Martha is also currently co-editor of the Sunday edition of the on-line magazine The Rumpus.
Dave Buchen’s Why Is a Tiger Tiger? is back in print, and his hand-printed 2015 Calendars are ready to be mailed to you. You can order these from his website, where you can click on the paypal link.
New productions of plays Mickle Maher wrote for Oobleck recently wrapped up in DC and Cleveland. The WSC Avant Bard production of There Is a Happiness That Morning Is garnered a nice rave in Broadway World. And the Cleveland Plain Dealer called Spirits to Enforce (in the Cleveland Public Theatre production) a “nimble, surreal comedy directed with smarts and a puckish sense of the absurd” in their must-read review.
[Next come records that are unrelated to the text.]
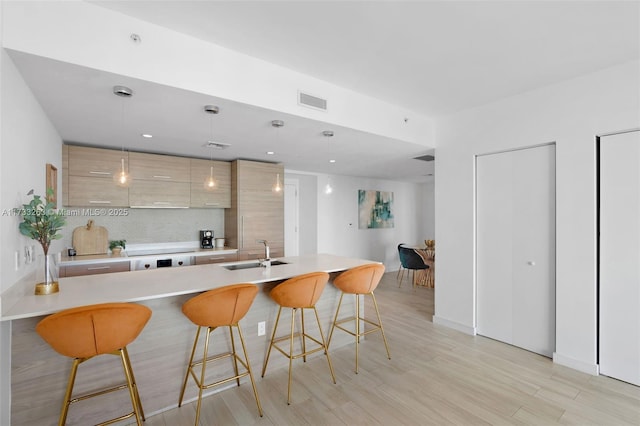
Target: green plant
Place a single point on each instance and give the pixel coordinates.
(41, 220)
(117, 243)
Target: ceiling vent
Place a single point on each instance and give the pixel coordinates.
(311, 101)
(217, 145)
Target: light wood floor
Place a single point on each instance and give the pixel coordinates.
(435, 376)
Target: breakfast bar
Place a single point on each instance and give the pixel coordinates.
(160, 353)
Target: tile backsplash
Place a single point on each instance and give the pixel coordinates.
(141, 226)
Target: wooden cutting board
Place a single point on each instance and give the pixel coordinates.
(90, 239)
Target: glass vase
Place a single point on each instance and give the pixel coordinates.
(47, 276)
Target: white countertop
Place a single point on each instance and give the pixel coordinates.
(20, 302)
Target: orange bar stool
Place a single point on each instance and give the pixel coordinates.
(359, 280)
(88, 331)
(220, 307)
(299, 293)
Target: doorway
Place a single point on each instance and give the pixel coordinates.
(619, 251)
(515, 247)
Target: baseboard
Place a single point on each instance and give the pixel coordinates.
(585, 367)
(455, 325)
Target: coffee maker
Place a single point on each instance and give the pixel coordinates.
(206, 238)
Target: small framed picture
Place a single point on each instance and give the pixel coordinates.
(52, 183)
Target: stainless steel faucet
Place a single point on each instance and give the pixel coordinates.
(267, 259)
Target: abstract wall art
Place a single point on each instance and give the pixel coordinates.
(375, 209)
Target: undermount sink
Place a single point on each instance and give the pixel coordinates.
(250, 265)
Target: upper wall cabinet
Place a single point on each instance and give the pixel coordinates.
(159, 181)
(217, 197)
(160, 168)
(88, 177)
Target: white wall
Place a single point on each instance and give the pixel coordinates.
(28, 142)
(571, 114)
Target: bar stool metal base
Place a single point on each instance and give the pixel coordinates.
(322, 345)
(200, 381)
(130, 384)
(357, 319)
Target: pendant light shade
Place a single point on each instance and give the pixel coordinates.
(121, 176)
(328, 188)
(210, 183)
(277, 186)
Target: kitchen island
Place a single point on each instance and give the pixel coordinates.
(159, 355)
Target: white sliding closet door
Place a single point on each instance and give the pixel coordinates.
(620, 256)
(515, 242)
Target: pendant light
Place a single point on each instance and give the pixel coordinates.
(328, 188)
(210, 183)
(277, 186)
(121, 177)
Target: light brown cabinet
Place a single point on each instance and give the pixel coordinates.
(256, 212)
(220, 195)
(87, 177)
(159, 181)
(157, 167)
(94, 269)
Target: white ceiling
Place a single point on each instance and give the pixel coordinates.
(434, 57)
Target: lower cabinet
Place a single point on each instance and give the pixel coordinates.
(216, 258)
(94, 269)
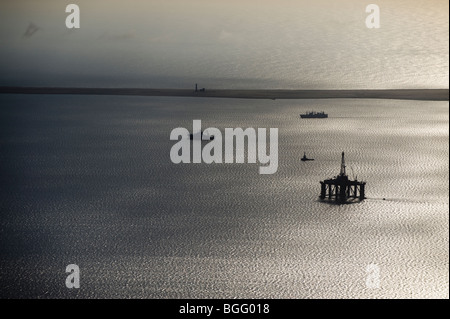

Diana Slickman is in Jet Black Chevrolet at the side project theater. Get your tickets, and see the great reviews from the Reader (“The talented Diana Slickman”) and Trib (“Slickman and Koon are terrific”).
She is also featured in a new anthology, Bare-Knuckled Lit: The Best of Write Club from Hope and Nonthings books. You can buy your very own copy at a book-release event (at the Hideout, again), 7pm December 16, a show that will feature our own David Isaacson. That’s right, this show is directly before the latest episode of Baudelaire in a Box, The King of Rain. Come for Write Club, stay for Oobleck.
And speaking of Baudelaire in a Box, we would like to direct your attention to a couple great reviews that former participants in this mega-project have been getting. Lindsey Noel-Whiting, who sang the songs of Jeff Dorchen in Episode 5: Possession, is currently sharing the role of Alice in Lookingglass Alice, and got a great review in the Trib.
And back in September, Kate Douglas (from Episode 6: Elevation) got this nice notice in The New York Times.